ALBA's 5 Point Plan
ALBA's 5 Point Plan
When the ALBA Party was formed in 2021, we announced our 5-Point Plan to combat child poverty. In order to eradicate poverty, governments must redistribute wealth to those on the bottom rung of the ladder and that principle runs throughout our 5-point plan.
We commit to increasing the laudable Scottish Child Payment to the Joseph Rowntree Recommendation of £40 a week. Further redistribution is provided by a one-off payment to low-income families across Scotland. Something that two ALBA Councillors in Inverclyde managed to secure in their annual budget in 2022. We also believe that the Educational Maintenance Allowance (EMA) should be doubled to £60, thus allowing for some of the most disadvantaged young adults in Scotland to continue their education.
There is an inextricable link between poor standards of health and well-being and poverty. Our plan helps to combat the increasing levels of poor health amongst our young people by removing the financial barriers that currently exist to access sports facilities. It is our belief that all children have the right to high-quality breakfasts and lunches all year round and a legal right to food if they need it. This is why we commit to free school meals for all children, all year round.
The Scottish Government has the power to implement every single point of ALBA’s 5-point plan. In its entirety, this plan would cost just 2.29% of the Scottish Government’s budget and each policy would go a long way to alleviate much of the pressures families are facing across the country.
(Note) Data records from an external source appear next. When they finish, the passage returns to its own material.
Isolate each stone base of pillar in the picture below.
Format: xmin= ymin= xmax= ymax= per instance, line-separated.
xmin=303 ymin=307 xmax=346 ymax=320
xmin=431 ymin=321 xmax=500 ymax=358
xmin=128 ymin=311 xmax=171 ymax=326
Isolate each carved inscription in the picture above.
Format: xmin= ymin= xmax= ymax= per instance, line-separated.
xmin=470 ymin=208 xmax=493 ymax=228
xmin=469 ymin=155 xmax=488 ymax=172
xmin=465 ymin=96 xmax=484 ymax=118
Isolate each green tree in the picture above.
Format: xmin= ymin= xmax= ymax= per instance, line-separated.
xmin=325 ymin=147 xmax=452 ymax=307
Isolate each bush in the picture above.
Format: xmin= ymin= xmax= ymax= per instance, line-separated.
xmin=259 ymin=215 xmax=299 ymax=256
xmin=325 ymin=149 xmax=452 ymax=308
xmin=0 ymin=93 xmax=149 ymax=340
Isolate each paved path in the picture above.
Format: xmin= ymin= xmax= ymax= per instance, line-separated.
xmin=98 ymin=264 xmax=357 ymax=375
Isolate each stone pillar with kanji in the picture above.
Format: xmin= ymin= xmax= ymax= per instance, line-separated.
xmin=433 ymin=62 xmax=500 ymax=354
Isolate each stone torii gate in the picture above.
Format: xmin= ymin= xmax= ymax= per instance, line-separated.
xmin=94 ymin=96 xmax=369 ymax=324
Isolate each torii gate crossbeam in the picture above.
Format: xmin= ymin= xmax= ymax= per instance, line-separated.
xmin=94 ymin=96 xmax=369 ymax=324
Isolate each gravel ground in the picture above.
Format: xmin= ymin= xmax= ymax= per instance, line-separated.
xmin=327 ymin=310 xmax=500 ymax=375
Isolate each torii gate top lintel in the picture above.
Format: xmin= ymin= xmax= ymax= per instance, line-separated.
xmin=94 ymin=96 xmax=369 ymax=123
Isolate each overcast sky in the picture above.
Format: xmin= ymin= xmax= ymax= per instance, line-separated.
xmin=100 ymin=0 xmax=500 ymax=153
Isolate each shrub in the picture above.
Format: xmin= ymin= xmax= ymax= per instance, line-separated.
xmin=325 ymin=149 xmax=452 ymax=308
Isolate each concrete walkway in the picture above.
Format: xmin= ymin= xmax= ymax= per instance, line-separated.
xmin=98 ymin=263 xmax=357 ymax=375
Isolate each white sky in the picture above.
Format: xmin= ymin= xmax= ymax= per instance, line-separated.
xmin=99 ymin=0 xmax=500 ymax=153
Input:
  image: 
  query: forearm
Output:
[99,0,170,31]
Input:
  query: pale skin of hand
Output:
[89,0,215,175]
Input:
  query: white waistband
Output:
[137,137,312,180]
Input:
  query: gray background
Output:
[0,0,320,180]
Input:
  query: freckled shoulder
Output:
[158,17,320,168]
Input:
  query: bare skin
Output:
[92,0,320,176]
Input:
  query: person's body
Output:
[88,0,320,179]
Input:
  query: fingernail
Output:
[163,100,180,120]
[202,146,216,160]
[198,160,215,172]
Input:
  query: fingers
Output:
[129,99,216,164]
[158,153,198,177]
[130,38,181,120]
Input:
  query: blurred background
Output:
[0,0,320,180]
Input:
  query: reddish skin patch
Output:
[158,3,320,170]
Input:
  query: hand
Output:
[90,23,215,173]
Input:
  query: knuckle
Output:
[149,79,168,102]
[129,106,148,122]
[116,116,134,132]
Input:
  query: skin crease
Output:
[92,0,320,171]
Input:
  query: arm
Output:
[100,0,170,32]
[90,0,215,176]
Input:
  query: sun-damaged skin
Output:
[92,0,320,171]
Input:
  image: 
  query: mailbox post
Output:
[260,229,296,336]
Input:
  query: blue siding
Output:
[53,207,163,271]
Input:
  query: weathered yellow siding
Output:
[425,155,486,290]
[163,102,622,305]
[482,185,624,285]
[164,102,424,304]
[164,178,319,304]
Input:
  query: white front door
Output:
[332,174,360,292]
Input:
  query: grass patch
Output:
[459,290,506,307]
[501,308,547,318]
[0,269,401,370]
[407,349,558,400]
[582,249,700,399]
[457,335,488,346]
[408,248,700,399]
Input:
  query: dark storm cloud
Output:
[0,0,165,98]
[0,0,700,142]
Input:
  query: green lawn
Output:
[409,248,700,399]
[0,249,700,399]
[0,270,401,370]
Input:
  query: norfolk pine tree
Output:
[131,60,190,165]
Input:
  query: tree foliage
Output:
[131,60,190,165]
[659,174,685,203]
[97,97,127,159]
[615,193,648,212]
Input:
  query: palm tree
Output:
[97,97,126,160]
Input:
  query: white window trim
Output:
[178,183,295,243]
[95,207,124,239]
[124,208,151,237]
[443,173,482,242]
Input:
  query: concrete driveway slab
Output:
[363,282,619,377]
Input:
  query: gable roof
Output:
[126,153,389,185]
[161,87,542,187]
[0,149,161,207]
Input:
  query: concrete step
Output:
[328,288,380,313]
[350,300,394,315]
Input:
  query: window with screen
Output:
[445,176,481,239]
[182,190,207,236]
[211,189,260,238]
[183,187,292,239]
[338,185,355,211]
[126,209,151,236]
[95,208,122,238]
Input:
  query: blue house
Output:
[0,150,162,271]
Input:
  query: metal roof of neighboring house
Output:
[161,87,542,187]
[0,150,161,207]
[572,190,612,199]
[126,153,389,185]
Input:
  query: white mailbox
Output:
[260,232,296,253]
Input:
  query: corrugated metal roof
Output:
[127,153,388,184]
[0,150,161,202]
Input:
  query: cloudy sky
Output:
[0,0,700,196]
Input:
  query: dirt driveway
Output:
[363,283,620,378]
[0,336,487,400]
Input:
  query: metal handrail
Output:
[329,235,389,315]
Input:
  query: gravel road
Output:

1. Introduce an Annual £500 payment to assist half a million low earnings households in Scotland.
2. Increase the Scottish Child Payment to £40 per week for 400,000 children in quarter of a million households.
3. Extend free school meals to all primary and secondary pupils in Scotland.
4. Double the Educational Maintenance Allowance (EMA) from £30 to £60 for 16-19 year olds in school and college.
5. Introduce universal access to sports facilities for all children and young people under 18.